World Malaria Day 2012: The Next Generation of Anti-Malarial Efforts
In honor of World Malaria Day, we wanted to shine a spotlight on one of our investees working on malaria control. Malaria remains a life-threatening disease, still taking the lives of approximately 655,000 people a year, mostly African children. In 2009, Acumen Fund made an investment in Durable Activated Residual Textiles (DART), which is developing an insecticide-treated wall lining for the interior of homes. This innovation in malaria prevention is currently being tested for application across multiple malaria infected regions, including Kenya and Liberia.
The success of durable wall-lining has been striking and shows great promise. When used as a complement to insecticide treated mosquito nets and in place of Indoor Residual Spraying (IRS), these wall linings have been proven to reduce the number of mosquitoes throughout thousands of homes in western Kenya and reduce incidence of malaria. According to the Center for Disease Control and Prevention, malaria prevalence in Kenyan homes that used a combination of nets and wall lining was a lower rate of 61% in the following six months, compared to 70% in those homes that received nets alone.

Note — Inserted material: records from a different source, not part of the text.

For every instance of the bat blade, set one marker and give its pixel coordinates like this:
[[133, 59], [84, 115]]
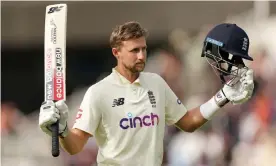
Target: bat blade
[[55, 61]]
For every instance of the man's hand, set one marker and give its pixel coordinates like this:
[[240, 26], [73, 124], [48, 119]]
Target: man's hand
[[50, 112], [239, 89]]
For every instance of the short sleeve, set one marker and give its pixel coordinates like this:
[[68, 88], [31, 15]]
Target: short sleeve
[[174, 109], [88, 116]]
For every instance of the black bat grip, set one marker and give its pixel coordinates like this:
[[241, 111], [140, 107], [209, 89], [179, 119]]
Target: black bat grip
[[55, 140]]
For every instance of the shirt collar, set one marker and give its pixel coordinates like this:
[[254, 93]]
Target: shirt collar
[[123, 80]]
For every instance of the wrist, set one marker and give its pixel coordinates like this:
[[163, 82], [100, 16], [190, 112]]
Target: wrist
[[220, 98], [209, 108], [64, 133]]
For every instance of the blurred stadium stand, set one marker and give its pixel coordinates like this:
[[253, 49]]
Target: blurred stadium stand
[[238, 136]]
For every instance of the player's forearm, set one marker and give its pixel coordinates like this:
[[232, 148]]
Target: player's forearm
[[198, 116], [192, 120], [72, 143]]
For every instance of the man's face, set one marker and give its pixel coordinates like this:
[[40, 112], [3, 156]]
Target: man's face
[[132, 54]]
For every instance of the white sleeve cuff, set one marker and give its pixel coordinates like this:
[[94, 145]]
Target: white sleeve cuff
[[209, 108]]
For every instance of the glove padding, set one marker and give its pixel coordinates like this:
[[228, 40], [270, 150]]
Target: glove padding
[[240, 89], [50, 112]]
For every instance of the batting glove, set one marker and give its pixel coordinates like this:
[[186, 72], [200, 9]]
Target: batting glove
[[237, 90], [50, 112]]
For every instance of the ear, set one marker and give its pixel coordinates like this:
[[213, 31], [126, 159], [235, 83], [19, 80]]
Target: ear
[[115, 52]]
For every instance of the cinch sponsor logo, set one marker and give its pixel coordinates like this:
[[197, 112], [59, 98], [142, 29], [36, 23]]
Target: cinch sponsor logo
[[142, 121]]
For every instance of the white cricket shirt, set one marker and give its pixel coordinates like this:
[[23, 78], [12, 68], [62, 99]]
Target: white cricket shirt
[[128, 119]]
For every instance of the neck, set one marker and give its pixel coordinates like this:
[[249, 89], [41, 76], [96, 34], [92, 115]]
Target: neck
[[127, 73]]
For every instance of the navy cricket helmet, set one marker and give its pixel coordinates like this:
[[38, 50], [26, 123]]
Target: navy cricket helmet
[[225, 47]]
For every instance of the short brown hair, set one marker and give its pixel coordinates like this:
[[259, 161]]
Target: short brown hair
[[126, 31]]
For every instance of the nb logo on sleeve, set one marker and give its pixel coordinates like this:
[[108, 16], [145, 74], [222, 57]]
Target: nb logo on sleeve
[[118, 102]]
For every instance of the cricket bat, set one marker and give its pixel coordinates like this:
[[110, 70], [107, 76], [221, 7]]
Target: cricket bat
[[55, 61]]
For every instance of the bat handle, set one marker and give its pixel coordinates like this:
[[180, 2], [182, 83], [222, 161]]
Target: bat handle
[[55, 140]]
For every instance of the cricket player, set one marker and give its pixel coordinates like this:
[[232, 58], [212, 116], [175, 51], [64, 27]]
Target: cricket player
[[127, 111]]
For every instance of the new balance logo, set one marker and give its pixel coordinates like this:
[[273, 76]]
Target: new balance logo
[[118, 102]]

However, the benefits of this new approach go beyond increased protection. Lasting for 4 to 5 years, durable wall linings provide additional security for those who do not regularly sleep under bed nets, or for the many customers who improperly use them. Durable wall-lining installation may be considerably more cost-effective too, not requiring skilled labor for spraying houses once (or more) a year. Even from a practical perspective, it would be more appealing to put up aesthetically-pleasing wallpaper once every five years compared to having your possessions taken out of your house for it to be sprayed. And let’s not underestimate the importance of a product that is aesthetically-pleasing; to people living in houses built with brown clay, mud and sticks, having beautified interior decorating makes as much a difference in a malaria prevention product as the actual effectiveness against malaria itself.
What makes DART’s innovation so powerful and widely appealing for customers is that it combines the best from traditional bed nets and the best from IRS, while addressing the downsides of both: compared to IRS, durable wall-lining requires significantly less skilled labor and lasts four times as long, and unlike bed nets it does not require any major change in customer behavior.

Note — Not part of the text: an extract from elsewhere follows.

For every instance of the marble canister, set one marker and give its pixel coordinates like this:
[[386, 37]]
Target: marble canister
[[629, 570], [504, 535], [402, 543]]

To help develop the next generation of malaria prevention, DART is working with global public health organizations to address the sector-wide insecticide resistance challenges facing malaria prevention approaches around the world. DART was created in 2009 through a joint venture with Acumen Fund, the global malaria expert and social entrepreneur, Richard Allan and Vestergaard Frandsen, a pioneering European firm that specializes in developing emergency response and disease control products.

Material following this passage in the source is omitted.